We’ve got just a few days left until Paris and the podiums. In the meantime, the peloton must suffer through the punishment of the Alps. It begins Wednesday on a route that reaches from Digne-les-Bains (photo above) to Pra Loup, and with a final climb etched into cycling history on a fateful day in 1975. Eddy Merckx, Tour de France legend nicknamed The Cannibal, was well on his way to winning a sixth Tour, when he suffered during the final kilometers to Pra Loup and ceded his yellow jersey to Bernard Thévenet (a statue of whom memorializes the site where Merckx faltered.)

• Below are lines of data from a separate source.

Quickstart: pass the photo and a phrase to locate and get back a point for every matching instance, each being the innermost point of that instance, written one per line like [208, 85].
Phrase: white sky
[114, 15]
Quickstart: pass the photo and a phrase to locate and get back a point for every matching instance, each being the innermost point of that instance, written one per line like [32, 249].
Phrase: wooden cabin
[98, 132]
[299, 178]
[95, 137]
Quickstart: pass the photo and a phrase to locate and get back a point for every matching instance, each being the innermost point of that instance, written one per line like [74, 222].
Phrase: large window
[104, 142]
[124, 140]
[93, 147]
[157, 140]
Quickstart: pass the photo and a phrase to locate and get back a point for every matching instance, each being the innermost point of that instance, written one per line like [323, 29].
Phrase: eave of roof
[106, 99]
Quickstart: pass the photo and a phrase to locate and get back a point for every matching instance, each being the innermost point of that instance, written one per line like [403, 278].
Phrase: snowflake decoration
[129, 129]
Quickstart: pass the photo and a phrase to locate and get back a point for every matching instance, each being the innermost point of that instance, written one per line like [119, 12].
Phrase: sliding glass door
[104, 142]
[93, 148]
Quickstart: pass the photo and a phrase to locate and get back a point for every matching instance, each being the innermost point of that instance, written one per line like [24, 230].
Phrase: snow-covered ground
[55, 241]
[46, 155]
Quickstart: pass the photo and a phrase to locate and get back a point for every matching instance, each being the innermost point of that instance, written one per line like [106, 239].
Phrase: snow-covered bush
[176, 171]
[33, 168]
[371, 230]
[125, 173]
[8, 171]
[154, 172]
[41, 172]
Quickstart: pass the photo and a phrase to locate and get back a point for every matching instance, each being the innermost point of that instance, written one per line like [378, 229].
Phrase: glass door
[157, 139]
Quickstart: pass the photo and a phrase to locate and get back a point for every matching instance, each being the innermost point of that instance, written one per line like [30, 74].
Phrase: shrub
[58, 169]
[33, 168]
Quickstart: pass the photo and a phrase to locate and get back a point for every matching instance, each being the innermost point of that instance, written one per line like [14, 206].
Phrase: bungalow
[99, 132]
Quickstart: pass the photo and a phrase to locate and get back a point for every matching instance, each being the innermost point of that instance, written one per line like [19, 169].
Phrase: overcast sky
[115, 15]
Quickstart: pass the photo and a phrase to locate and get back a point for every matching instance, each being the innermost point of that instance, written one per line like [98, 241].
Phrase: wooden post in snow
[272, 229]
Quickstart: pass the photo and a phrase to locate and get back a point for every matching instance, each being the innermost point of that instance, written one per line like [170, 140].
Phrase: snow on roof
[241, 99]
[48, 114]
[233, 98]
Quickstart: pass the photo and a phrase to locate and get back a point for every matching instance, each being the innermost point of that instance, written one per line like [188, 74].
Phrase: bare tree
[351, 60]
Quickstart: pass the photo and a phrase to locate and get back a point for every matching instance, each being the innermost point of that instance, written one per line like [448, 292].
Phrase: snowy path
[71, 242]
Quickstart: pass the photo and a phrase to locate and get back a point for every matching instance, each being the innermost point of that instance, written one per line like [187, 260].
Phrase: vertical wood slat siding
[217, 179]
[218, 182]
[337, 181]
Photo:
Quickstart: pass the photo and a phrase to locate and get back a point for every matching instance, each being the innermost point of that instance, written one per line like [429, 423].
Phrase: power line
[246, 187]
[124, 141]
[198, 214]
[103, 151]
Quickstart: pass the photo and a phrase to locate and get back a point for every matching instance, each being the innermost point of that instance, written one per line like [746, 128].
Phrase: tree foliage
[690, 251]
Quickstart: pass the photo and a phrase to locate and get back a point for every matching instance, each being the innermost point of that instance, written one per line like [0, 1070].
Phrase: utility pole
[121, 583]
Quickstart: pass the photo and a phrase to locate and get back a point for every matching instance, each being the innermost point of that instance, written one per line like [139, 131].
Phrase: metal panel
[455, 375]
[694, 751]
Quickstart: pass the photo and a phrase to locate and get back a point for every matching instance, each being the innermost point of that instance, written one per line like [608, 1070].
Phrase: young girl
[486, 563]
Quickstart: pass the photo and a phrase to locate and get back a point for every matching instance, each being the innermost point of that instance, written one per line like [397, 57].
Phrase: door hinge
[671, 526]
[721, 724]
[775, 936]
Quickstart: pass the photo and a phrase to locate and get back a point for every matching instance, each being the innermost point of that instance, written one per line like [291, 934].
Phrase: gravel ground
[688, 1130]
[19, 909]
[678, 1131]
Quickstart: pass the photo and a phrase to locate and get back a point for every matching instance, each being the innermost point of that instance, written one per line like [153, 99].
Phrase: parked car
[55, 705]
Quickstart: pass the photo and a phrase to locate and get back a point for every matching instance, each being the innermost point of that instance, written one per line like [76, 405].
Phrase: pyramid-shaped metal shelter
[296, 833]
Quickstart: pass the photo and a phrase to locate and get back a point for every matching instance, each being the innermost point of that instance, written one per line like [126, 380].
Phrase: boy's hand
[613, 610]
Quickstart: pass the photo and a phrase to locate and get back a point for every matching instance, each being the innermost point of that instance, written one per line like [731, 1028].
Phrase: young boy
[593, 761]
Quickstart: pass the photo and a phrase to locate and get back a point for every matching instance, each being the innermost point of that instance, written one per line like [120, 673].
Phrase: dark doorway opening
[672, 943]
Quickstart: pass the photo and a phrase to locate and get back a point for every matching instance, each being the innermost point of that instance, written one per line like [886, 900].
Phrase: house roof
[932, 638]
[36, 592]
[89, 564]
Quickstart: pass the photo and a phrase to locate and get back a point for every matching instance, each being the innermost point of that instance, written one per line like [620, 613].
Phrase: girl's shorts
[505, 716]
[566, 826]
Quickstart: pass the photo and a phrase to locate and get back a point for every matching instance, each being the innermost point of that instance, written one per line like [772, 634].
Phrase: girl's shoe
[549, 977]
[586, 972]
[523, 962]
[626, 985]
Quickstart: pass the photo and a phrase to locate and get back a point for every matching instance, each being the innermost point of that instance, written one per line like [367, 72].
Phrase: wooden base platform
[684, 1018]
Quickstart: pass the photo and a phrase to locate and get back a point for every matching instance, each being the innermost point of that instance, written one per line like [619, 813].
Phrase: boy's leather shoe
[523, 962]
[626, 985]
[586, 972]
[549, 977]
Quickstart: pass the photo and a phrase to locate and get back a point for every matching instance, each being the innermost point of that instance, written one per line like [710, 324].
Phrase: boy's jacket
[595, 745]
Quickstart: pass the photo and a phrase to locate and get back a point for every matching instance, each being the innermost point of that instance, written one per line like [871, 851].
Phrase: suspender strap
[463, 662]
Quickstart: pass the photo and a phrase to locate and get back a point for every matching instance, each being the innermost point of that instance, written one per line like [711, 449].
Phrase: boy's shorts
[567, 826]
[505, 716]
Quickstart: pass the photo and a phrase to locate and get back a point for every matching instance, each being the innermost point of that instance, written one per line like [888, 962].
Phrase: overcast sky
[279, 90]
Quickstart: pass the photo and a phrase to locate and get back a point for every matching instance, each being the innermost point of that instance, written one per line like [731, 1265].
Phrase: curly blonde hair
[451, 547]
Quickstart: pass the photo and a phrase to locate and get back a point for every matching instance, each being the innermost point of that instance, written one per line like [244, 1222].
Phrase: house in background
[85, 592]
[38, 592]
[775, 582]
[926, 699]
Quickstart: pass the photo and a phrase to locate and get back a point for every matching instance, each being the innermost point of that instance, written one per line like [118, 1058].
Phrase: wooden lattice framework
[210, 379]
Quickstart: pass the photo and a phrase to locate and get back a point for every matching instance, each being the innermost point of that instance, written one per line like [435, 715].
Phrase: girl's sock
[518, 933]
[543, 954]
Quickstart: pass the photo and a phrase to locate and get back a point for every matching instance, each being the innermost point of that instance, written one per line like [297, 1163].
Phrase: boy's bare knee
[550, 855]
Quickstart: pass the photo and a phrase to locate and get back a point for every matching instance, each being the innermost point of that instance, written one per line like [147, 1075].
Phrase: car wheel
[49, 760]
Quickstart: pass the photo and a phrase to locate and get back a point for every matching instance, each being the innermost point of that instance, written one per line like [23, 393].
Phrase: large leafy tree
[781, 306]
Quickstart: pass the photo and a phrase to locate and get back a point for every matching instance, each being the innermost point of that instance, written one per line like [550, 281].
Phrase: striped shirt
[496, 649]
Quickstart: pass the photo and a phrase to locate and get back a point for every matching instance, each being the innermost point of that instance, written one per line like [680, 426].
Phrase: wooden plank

Today’s route is speckled with categorized climbs, getting harder and higher as the day goes on. Two Cat 3s and one Cat 2 coming roughly every 25 km, then a sprint stage positioned just ahead of the nasty Cat 1 climb to Col d’Allos (2250 meters, highest point in this year’s Tour.) Once the riders crest the summit, they will plunge down a very technical descent, with barely time to catch a breath (but no food or drink!) before they begin the final 1620 meter climb to Pra Loup. Fatigue could well play a part for the contenders if they haven’t fueled up sufficiently prior to those last two monster climbs. And after the drama surrounding the descent from the Col de Manse in Stage 16, we could be in for a real thriller after the Col d’Allos. That said, most of the riders are familiar with the route. Romain Bardet even won a stage of the Critérium de Dauphiné on this very slope a few weeks before the Tour began. My pick for the stage win is Vincenzo Nibali. He’s been riding well the past few days, and he seems to be doing better as pressure for the overall GC lead wanes. He’s also a fantastic descender, and that could matter today. Yellow jersey stays with Froome, barring any major disaster on the road (not a gimme, for sure.) Should Lady Luck turn her favor away from Froome and Team Sky, look for Nairo Quintana to seize the day.